Na opinião do bastonário, os números têm uma justificação: os serviços públicos de saúde estão a passar por uma das “fases mais delicadas e mais difíceis da sua existência”, constatação que Carlos Cortes assegura é assumida pelo próprio diretor-geral do SNS, Fernando Araújo.
Esta é uma situação que, na ótica do bastonário, se reflete posteriormente “nas condições de trabalho adequadas que os médicos têm para exercer a profissão” e, obviamente, que os doentes, acabam, muitas vezes, “por ficarem insatisfeitos pela falta de condições das instituições, pelos atrasos nas suas consultas, pelos atrasos nas suas cirurgias”.
No fim, argumenta Carlos Cortes, o médico é a vítima indireta de um sistema que não funciona e as pessoas acabam por direcionar para eles a sua insatisfação.
O bastonário que substituiu Miguel Guimarães defende que esta é uma situação que não está a prejudicar só os utentes, mas todos os profissionais de saúde, e que, sublinha, não resulta apenas da pandemia, mas antes de um lento processo de degradação que vem desde a crise financeira de 2008, e que tem levado muitos médicos a sair do SNS.
“Hoje olha-se para o Serviço Nacional de Saúde com uma grande insatisfação. E os médicos acabam, obviamente, por sofrer um pouco com essa insatisfação dos doentes”, sintetiza.

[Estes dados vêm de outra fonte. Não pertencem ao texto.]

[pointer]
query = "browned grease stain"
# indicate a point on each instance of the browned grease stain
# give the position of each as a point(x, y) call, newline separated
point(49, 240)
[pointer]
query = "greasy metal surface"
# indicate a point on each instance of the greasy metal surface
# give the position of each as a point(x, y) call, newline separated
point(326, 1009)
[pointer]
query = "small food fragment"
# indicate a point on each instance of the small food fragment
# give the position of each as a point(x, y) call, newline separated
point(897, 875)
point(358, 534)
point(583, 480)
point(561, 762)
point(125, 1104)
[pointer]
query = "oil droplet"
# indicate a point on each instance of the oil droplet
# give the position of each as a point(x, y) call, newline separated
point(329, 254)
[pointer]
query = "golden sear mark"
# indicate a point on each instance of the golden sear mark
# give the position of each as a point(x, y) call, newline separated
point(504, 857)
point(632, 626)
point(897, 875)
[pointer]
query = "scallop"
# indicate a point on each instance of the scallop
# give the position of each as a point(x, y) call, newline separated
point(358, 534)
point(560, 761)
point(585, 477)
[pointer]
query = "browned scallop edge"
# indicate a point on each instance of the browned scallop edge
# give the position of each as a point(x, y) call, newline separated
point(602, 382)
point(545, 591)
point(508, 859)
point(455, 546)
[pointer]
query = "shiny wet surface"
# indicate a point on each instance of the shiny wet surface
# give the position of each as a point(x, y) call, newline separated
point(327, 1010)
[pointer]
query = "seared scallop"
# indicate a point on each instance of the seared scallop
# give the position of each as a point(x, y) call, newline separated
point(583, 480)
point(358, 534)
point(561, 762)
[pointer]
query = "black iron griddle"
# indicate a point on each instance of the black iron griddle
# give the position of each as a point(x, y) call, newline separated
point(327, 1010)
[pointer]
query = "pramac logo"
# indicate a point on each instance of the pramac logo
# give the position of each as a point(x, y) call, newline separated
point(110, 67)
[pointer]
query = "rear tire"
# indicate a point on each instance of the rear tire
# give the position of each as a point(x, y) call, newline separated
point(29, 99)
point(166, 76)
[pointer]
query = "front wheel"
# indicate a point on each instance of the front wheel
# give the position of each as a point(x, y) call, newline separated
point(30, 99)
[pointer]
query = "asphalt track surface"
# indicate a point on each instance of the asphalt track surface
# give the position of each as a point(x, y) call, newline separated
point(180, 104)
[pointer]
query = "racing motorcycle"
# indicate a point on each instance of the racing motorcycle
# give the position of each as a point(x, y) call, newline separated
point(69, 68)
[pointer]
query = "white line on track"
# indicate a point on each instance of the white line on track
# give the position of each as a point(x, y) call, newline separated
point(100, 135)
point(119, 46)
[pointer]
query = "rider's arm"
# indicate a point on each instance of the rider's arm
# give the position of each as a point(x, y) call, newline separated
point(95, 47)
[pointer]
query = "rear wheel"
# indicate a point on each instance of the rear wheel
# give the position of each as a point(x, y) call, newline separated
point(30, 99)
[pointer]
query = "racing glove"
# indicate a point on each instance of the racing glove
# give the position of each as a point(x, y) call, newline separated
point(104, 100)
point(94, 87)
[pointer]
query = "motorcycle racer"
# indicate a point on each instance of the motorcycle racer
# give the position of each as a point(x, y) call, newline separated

A mesma opinião tem Jorge Roque da Cunha, presidente do Sindicato Independente dos Médicos (SIM). Mas acrescenta a este fator mais três. O primeiro, o efeito da pandemia. “Não havendo consultas, não havia razão de efetuar queixas”, afirma Roque da Cunha.
Ou seja, na opinião do sindicalista os valores de 2022 acabam por ser consequência de menos queixas apresentadas durante a Covid-19.
No entanto, os números mostram que mesmo na época de pandemia 2020 e 2021, houve mais queixas do que por exemplo em 2018, ano em que se registaram 1.071 participações. Comparando com os anos anteriores, entre 2014 e 2017, os valores atuais representam mais do dobro.
Roque da Cunha justifica ainda o aumento do reporte dos doentes de situações disciplinarmente relevantes com “uma maior perceção das pessoas em relação aos seus direitos, à necessidade de questionar os procedimentos”.
Por fim, um crescimento muito grande de oferta em termos de cuidados de saúde, “não só em número de médicos”, explica, na ótica de Roque da Cunha, o que faltava para que os dados agora conhecidos sejam “algo que não nos deve admirar”.
O presidente do SIM não se refere apenas a causas exógenas aos médicos. Admite, ainda assim, que o aumento da pressão, a carga de trabalho e a exaustão “possam aumentar a possibilidade de erro”. Por isso, Roque da Cunha apela a que todos os profissionais sempre que identifiquem problemas ou limitações o denunciem.
“São alertas que não temos prazer em fazer, mas para proteção dos cidadãos e dos médicos, entendemos que o devemos fazer”, refere.
Aumento da desconfiança com os médicos?
Questionado se esta situação pode motivar o crescimento da desconfiança dos doentes em relação aos médicos, o bastonário Carlos Cortes afasta esse cenário. “Os doentes continuam a confiar no seu médico”, garante e aponta de novo baterias ao SNS.
“As pessoas desconfiam é do Serviço Nacional de Saúde, precisamente pelas dificuldades que está a atravessar. Todos os dias temos notícias. A questão das consultas, do aumento do tempo de espera para cirurgias, essas são causas do mau funcionamento do sistema e que as pessoas acabam por colocar a culpa em quem trabalha no sistema”, repete.
Aliás, o bastonário, apesar da inexistência de números oficiais, declara “que a esmagadora maioria das queixas são feitas no SNS”.
“Tem a ver com os doentes que quando vão a um lugar e pagam, não fazem tantas queixas. Os próprios médicos que trabalham no público e no privado me dizem isso. Os mesmos doentes quando vão ao público apresentam queixa, mas nos privados não apresentam”, diz.
“Se se chateiam, simplesmente não vão. Há poucas queixas nos hospitais privados”, afirma Cortes, baseando a resposta nos anos de experiência que teve enquanto presidente da Seção Regional do Centro da Ordem dos Médicos.